HICON from Memory – Fixed

It gets worse from where I left it. My solution was good for retrieving the one and only icon image in the .ico file. It fulfilled my needs, so I didn’t have to check it further. But Jaine left a comment where she says my code doesn’t work for her icons. So I created a dummy project and tried my code with an icon file which contains several images and tried to get one of them, and to my surprise it didn’t work. The reason I decided to write about this issue in the first place, was because I thought I had a good solution that might interest other people. Specifically the implementation that I am dependent only on standard API’s, nothing undocumented, etc…

First thing I should do is explain why my code doesn’t work for several images in the same file. So, if you took a look at the article I directed you in the other post, “Icons in Win32”, you’ll notice, and I said that earlier too, that there are two structures of the images of the icon: in-memory and in-file. My assumption was that they are of the same size, but I didn’t notice that the in-memory structure is two bytes lesser than the in-file structure. To be accurate, the in-file structure named ICONDIRECTORY, according to that article, is 0x10 bytes in size. And the in-memory structure named GRPICONDIRENTRY, is 0xe bytes in size. The different is in the last field, which I said was the same in both structures, which is the Id and Offset. The Id is a word sized and the Offset is dword sized (so you can point to the whole file, > 64kb). So what happened was that LookupIconIdFromDirectoryEx scanned the bits we fed it with the sizeof(GRPICONDIRENTRY) and the file we read is using the ICONDIRECTORY structure which is longer. Thus, every loop (if you have more than one image in the .ico file), the offset to read the next structure of the image was -2 behind… and things messed up, of course. Note that icons in resources are stored as in-memory, recall you pass ID using MAKEINTRESOURCE to LoadImage…

I really hoped to find a solution which uses the standard API, but without success. Maybe GDI+ will do the job, but I didn’t try and I don’t wanna use GDI+ in my case…but you should give it a shot, with IStream and other not-pretty stuff. :) Anyways, I couldn’t avoid a hacky solution, this way or another, it seems we will have to rely on that article and hope MS won’t change their icon format (LOL, never know). So this is my really hacky solution:

void FixIconToResource(PBYTE pbuf)
{
unsigned short i, count = *(unsigned short*)&pbuf[4];

for (i = 1; i < count; i++) {

// 6 to skip GRPICONDIRENTRY header. 0x10=in-file size, 0xe=in-mem size.

memcpy(pbuf + 6 + (i * 0xe), pbuf + 6 + (i * 0x10), 0xe);
}
}

It has to be called with the buffer of the icon and before it is passed to LookupIconIdFromDirectoryEx. It assumes the icon is valid and that I can access the structures inside it. What this code actually does is repositioning the ICONDIRECTORY structures to be in their appropriate place as GRPICONDIRENTRY (just copying them 2 bytes backward, overriding the 2 bytes of the offset). This solution seems to work well, but it has two drawbacks, the easy-to-notice one is that I alter the buffer in-place. But I guess that’s not a biggy. The other problem is that while copying the structure, I actually convert it, thus chopping the last 2 bytes of the Offset (of the image inside the file…) and making it a word sized value. So it means that if you have icon files that are bigger than 64kb, this solution won’t work…

The funny thing (or really sad) is the reason my code still worked for the first icon without this fix. The thing is that the Id  (word) and Offset(dword) start on the same offset in both structures. So if you have a dword and you read only a word from it, you will get the low-word. Luckily, we’re on x86 architecture and the little-endian behavior made it working for me, otherwise I would probably end up with Offset of zero…
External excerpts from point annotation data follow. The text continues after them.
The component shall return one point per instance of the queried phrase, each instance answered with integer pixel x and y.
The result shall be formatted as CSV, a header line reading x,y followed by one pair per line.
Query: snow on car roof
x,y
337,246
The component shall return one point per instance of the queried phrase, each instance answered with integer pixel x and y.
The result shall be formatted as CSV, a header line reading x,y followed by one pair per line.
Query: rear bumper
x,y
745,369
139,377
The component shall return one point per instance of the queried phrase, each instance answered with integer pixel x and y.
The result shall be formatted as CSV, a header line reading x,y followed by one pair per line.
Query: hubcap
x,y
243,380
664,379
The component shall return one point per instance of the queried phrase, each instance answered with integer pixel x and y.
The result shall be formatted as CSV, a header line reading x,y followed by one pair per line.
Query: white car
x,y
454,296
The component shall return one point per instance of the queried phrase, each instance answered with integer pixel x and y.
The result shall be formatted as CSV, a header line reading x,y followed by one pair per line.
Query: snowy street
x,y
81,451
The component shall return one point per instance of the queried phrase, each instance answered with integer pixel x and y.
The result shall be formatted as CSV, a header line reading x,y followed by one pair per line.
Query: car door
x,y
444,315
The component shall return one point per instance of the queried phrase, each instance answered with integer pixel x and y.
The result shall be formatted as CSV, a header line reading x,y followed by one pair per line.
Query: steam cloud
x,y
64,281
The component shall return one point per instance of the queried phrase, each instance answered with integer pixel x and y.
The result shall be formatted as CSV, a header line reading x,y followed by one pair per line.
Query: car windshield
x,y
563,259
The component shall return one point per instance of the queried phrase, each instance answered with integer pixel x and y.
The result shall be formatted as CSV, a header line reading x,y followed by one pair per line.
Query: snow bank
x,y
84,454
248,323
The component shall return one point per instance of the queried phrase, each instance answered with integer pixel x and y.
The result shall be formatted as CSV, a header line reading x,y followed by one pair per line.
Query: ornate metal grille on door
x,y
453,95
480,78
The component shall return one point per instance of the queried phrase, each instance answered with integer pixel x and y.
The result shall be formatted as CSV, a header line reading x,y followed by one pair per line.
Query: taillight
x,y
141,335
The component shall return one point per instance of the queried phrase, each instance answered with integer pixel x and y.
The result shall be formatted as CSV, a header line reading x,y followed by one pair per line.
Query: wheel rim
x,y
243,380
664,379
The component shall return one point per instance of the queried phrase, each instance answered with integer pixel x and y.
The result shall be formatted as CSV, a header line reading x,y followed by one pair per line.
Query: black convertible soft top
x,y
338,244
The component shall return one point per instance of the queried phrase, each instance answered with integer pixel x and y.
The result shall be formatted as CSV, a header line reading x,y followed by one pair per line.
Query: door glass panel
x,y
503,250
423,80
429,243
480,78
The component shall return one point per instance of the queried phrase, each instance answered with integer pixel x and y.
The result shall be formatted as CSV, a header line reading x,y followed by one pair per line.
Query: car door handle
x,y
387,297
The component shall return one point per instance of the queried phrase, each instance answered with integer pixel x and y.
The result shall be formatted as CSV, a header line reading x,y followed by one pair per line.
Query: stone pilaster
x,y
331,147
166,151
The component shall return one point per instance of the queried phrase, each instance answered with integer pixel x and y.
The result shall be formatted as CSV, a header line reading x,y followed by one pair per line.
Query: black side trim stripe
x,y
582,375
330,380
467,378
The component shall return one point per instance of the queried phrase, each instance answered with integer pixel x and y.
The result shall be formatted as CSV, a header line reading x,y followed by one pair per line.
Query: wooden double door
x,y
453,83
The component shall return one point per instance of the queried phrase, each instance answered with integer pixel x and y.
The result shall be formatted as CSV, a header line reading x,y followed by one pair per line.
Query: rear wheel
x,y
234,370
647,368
I thought it’s important to, at least, say a few words about the ‘best’ solution. That will be like what LoadImage actually does deep inside its code… constructing a fake GRPICONDIR (that’s like the icon resource inside a PE) and filling in all fields from the in-file structures to the GRPICONDIRENTRY. But this is not enough, because we still want to support any file-size. So you will pass in the index of the image inside the icon group. Then when you are done converting all images, you will call LookupIconIdFromDirectoryEx which will return the correct Id (which is actually the index to the icon) and what you are left to do is seeking to the in-file structures as an array with that index, and get the offset to the image, passing that to the CreateIcon…
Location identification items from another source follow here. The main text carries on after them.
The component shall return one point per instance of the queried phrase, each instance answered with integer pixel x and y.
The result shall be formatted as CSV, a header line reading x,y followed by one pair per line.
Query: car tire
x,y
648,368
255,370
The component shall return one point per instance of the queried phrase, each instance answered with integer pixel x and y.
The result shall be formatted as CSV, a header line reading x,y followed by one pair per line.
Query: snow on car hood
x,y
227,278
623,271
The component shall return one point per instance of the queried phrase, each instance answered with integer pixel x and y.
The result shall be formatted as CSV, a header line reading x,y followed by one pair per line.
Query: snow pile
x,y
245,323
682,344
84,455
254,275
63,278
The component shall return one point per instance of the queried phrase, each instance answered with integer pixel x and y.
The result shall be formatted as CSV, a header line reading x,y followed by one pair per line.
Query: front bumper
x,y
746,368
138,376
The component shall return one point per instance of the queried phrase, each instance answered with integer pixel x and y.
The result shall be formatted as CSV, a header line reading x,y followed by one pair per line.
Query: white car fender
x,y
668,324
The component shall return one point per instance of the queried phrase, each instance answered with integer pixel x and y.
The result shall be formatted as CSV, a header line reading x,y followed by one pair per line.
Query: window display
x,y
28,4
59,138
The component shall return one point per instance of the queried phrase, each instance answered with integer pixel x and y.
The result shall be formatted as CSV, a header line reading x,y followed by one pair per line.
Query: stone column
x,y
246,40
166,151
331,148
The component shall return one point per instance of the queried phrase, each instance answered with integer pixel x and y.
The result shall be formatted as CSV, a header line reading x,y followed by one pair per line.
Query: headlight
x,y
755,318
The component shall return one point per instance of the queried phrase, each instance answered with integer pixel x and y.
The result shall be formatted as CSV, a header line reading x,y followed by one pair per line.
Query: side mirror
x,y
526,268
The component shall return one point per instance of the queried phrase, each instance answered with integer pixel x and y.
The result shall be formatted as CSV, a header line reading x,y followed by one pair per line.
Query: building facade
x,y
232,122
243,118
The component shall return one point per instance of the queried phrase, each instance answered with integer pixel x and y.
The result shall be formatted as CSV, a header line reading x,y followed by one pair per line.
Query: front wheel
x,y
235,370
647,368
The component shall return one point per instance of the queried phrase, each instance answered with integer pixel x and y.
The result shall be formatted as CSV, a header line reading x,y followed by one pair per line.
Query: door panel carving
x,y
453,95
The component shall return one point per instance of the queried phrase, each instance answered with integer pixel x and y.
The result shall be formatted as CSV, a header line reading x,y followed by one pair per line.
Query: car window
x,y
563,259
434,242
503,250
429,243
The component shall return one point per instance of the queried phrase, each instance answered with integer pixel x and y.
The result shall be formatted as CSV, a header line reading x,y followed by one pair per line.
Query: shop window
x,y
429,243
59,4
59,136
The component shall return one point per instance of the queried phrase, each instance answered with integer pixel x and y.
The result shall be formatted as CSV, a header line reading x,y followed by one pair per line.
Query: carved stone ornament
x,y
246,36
Thanks Jaine, without you it wouldn’t have happened… :P

3 Responses to “HICON from Memory – Fixed”

  1. Janine says:

    Now I have a clear view on this theme. I’m gonna try it with the ‘best’ solution you offered… :-)

    Thanks for fast reply and for helping me to get a better understanding on this. And sorry for the low-level english… *hrm*

    Greets,

    J.

  2. Linda says:

    This method fails with the ico file >64KB, and also with (256×256 32bpp) packed icons.